We used R scripts for statistical tests and gene-module detection, and wrote in-house codes by MatLab for computing integrated similarity measure. The codes are available upon request.

4. Conclusions

There are many bioinformatics approaches as well as tools for genetic marker discovery. Genetic-rule-module approach—which can enhance the discovery of the interaction mechanisms of the genes in disease phenotypes—has not been applied yet. Hence, in this article, we introduced two new rule-based similarity measures—weighted rank-based Jaccard and Cosine measures—to obtain similarity scores between pairwise rules. Based on that, we proposed a new computational framework for identifying condensed gene co-expression modules ($ConGEM$s). In addition, we detected the condensed markers from the resultant co-expressed rule-modules. Our application to a real gene expression dataset for LUSC and a real methylation dataset for uterine cervical carcinogenesis demonstrated this method to be effective. In LUSC analysis, we obtained a total of 44 rule-modules ($ConGEM$s) from the dataset, from which we assessed the corresponding top condensed markers. Our evaluation of these markers through literature, KEGG pathway, and GO terms suggested that our results were reliable and likely useful. Specifically, we found a new marker $\{DSC3-,TMEM40-,NTRK2-\}$, which is promising based on gene function and related studies. Moreover, a comparative study between our proposed rule-module discovery method and the traditional gene-module discovery methods using several existing similarity (connectivity) measures based upon several well-known cluster validity indices are also provided. In summary, our method will be useful for identifying rule-modules along with respective markers from many available genome-based gene expression datasets, and can be applied to RNA-seq or related expression data.

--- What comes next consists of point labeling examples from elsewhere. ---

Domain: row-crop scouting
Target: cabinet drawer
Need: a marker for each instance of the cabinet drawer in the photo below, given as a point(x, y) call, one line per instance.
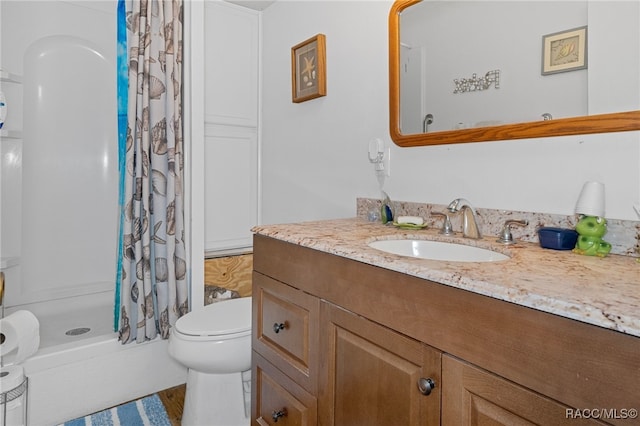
point(277, 400)
point(285, 324)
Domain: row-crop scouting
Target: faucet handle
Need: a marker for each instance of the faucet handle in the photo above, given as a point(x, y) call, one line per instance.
point(505, 235)
point(447, 228)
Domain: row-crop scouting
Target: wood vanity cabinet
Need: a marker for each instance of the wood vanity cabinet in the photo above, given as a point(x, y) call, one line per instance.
point(340, 342)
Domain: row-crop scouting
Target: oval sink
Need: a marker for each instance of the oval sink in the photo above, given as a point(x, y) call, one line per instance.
point(438, 250)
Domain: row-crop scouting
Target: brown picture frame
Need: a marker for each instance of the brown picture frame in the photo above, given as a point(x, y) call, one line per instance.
point(308, 69)
point(564, 51)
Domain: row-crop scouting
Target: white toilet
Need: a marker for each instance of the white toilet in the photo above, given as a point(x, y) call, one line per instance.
point(214, 343)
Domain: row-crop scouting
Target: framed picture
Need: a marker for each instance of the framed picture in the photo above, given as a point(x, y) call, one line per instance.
point(564, 51)
point(308, 69)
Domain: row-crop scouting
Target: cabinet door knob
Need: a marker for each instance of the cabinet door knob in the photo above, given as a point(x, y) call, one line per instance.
point(426, 385)
point(277, 414)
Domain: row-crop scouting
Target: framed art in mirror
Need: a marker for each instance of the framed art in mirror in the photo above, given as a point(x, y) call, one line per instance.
point(564, 51)
point(626, 120)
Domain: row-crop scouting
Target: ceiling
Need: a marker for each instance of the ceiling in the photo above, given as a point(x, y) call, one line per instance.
point(253, 4)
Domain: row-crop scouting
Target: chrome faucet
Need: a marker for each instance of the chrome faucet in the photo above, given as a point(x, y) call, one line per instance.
point(469, 220)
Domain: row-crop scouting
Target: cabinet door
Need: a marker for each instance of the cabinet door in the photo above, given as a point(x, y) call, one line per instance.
point(471, 396)
point(370, 374)
point(276, 399)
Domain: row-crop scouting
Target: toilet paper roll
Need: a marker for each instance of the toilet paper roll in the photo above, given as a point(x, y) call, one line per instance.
point(21, 331)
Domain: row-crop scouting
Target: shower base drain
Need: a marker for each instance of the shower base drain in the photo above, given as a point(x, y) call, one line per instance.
point(77, 331)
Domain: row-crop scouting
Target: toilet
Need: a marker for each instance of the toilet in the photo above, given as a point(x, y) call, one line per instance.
point(214, 343)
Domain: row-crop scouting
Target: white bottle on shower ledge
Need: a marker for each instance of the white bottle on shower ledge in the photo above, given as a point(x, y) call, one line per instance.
point(3, 109)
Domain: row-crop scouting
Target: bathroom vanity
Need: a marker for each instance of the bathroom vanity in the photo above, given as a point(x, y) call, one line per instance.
point(344, 334)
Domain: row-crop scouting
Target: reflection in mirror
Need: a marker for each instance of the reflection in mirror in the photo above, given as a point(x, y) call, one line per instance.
point(464, 71)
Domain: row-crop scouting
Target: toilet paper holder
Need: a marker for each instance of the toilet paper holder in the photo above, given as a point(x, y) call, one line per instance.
point(13, 402)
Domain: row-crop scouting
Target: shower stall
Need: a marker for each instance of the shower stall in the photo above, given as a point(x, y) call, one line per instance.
point(59, 207)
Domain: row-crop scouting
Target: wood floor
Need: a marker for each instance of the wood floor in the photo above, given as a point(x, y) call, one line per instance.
point(173, 400)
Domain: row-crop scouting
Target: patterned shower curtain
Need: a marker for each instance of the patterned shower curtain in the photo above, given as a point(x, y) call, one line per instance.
point(152, 291)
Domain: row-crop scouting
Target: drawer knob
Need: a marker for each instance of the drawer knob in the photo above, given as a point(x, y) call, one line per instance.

In addition, there are a couple of related directions that are required to further enhance our current method to solve more research objectives. Among them, finding significant associations through graphical model is important. One such method was developed by Scutari and Nagarajan [48]. Other interesting research problems are the impact of noise in biomolecular network or genetic module on the pairwise dependencies, as well as the conditional dependencies through various motif-based studies [49], and the functional impact of identifying dense subgraphs in biological network or genetic module [50]. Since rule-based module discovery has rarely been attempted prior to our work, as future work, we will design an improved version of the current method using the aforementioned three research objectives in multi-omics cancer datasets.